Louis vit en France avec sa mère. Depuis quelques temps, l’enfant pense à son père qu’il n’a jamais connu.  Qui est-il ? Comment est-il ? Pourquoi n’est-il pas venu en France en même temps que sa mère ? Autant de questions auxquelles Louis souhaite trouver des réponses.

Dans la première partie du diptyque, nous avions découvert les prémices de la relation que l’enfant va construire avec son canari. Peu à peu, l’animal va prendre la place de confident, sa mort soudaine ne va faire qu’accroître l’importance qu’a pris le volatile dans la vie de l’enfant. Contre toutes attentes, Louis va conserver précieusement et secrètement ce petit cadavre dans sa chambre. Durant son sommeil, l’enfant et l’oiseau se retrouvent. Ces rencontres oniriques sont l’occasion, pour Louis, de lever le voile sur le tabou familial, sa mère refusant de lui parler de son père. C’est donc grâce aux échanges qu’il a durant ses rêves que Louis apprend l’histoire de son pays et découvre qui était son père.

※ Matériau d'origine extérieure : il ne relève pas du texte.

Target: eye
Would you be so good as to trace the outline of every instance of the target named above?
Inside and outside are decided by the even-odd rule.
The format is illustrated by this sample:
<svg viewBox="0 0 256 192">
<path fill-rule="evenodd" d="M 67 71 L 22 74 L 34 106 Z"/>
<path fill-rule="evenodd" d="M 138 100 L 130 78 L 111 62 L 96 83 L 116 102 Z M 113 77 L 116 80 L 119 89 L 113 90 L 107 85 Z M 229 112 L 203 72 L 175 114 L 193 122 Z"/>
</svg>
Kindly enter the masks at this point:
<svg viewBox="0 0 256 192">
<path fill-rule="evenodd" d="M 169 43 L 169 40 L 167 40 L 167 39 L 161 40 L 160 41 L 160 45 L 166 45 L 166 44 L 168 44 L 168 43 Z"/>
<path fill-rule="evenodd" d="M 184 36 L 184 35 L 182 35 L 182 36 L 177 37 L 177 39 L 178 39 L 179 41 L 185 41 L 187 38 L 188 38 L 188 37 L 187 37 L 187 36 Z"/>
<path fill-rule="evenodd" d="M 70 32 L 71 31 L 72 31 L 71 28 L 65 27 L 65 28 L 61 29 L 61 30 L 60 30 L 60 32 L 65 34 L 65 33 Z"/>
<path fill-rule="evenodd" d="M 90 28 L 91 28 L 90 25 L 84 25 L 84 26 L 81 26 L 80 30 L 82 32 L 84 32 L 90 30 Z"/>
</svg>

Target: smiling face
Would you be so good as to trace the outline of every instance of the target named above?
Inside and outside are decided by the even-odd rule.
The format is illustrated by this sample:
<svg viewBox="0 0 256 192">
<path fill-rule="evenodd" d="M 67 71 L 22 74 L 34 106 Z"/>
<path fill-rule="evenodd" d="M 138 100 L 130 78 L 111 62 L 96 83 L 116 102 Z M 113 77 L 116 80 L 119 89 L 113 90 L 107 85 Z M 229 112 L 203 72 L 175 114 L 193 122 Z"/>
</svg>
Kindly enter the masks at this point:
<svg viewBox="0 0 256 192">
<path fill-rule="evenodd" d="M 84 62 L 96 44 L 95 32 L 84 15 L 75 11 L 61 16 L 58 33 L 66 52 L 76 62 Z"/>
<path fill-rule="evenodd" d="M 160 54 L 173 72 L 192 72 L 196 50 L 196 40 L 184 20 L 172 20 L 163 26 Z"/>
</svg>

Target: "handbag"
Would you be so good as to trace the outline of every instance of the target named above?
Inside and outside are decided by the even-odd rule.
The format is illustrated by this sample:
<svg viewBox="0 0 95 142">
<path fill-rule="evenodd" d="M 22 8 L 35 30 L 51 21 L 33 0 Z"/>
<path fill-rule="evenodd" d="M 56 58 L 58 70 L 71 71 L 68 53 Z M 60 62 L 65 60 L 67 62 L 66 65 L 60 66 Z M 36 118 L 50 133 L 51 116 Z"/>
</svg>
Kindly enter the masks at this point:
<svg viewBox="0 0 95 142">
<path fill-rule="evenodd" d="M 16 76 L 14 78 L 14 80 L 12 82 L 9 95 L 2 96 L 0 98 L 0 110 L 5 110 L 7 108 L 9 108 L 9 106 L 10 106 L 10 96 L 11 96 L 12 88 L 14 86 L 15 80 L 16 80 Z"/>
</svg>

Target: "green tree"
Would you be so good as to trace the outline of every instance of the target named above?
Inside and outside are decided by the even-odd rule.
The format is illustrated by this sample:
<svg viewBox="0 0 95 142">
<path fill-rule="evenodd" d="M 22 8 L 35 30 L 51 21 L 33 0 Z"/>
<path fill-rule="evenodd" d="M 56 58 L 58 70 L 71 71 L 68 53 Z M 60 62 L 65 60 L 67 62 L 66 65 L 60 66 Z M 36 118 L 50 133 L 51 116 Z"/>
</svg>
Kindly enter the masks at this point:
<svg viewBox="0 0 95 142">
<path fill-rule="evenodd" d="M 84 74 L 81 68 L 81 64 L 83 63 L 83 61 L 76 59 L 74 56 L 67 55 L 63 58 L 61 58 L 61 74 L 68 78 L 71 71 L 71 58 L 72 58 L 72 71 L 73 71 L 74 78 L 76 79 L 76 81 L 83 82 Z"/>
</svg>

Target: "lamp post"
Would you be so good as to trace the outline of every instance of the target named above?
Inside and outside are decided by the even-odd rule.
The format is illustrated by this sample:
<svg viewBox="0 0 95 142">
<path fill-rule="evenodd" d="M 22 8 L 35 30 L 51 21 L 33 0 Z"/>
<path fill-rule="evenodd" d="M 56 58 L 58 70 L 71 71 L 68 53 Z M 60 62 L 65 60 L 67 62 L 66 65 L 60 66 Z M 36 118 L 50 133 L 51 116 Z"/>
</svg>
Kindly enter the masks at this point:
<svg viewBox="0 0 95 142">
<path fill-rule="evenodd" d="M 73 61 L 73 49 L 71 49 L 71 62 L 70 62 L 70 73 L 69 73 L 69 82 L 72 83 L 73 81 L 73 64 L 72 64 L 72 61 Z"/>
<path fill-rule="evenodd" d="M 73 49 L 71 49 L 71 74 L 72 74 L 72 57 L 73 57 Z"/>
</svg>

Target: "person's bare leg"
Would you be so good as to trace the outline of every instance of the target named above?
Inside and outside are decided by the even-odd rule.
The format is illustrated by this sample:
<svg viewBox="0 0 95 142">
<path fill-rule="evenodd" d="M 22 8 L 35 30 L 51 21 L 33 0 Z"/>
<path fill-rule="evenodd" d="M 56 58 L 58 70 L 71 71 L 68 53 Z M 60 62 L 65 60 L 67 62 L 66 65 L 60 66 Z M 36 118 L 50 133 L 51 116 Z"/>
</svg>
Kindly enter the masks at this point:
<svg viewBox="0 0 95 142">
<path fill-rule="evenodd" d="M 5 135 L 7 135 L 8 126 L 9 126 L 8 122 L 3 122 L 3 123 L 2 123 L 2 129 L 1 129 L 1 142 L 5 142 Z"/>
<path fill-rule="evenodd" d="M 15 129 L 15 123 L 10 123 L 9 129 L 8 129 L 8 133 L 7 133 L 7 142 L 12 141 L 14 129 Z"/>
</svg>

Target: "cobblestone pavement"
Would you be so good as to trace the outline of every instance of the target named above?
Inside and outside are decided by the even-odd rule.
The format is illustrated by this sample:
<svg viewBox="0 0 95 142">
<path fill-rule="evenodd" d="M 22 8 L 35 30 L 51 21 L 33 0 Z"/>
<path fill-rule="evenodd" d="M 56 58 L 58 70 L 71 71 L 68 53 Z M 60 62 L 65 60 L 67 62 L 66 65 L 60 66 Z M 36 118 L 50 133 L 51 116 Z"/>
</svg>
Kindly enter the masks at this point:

La seconde partie de Cent mille journées de prières, la tonalité du récit et la teneur des propos qu’il contient donnent une orientation nouvelle (et attendue) au scénario. Un tome très différent de son prédécesseur : l’ambiance, l’importance que prend le personnage de l’oiseau, la nature des réponses qu’il apporte au narrateur… il était tellement nécessaire que l’histoire s’oriente ainsi ! Cependant, même si le choix des auteurs me semble cohérent, j’étais loin d’imaginer qu’ils allaient s’aventurer sur ce chemin périlleux. Il y a une réelle continuité entre réalité et monde imaginaire, une réelle pertinence à ne pas utiliser le personnage de la mère pour transmettre ce témoignage et l’histoire familiale qu’il contient. L’oiseau fait office de tiers neutre et bienveillant. Les auteurs ont eu à cœur de rendre hommage aux Cambodgiens victimes du régime de Pol Pot. Mais avec la présence de cet enfant, le narrateur, il fallait trouver un moyen de transmettre le juste niveau de savoirs sans le heurter, trouver le vocabulaire adéquat pour que l’échange soit à sa porté ; il fallait également transmettre suffisamment de clés de compréhension pour que l’enfant (et donc le lecteur) puisse accueillir ce témoignage sereinement ; dure tâche d’informer sans enfermer son interlocuteur dans un positionnement voulu. A regarder les auteurs faire, à les lire… j’ai eu l’impression que les mots sont venus naturellement.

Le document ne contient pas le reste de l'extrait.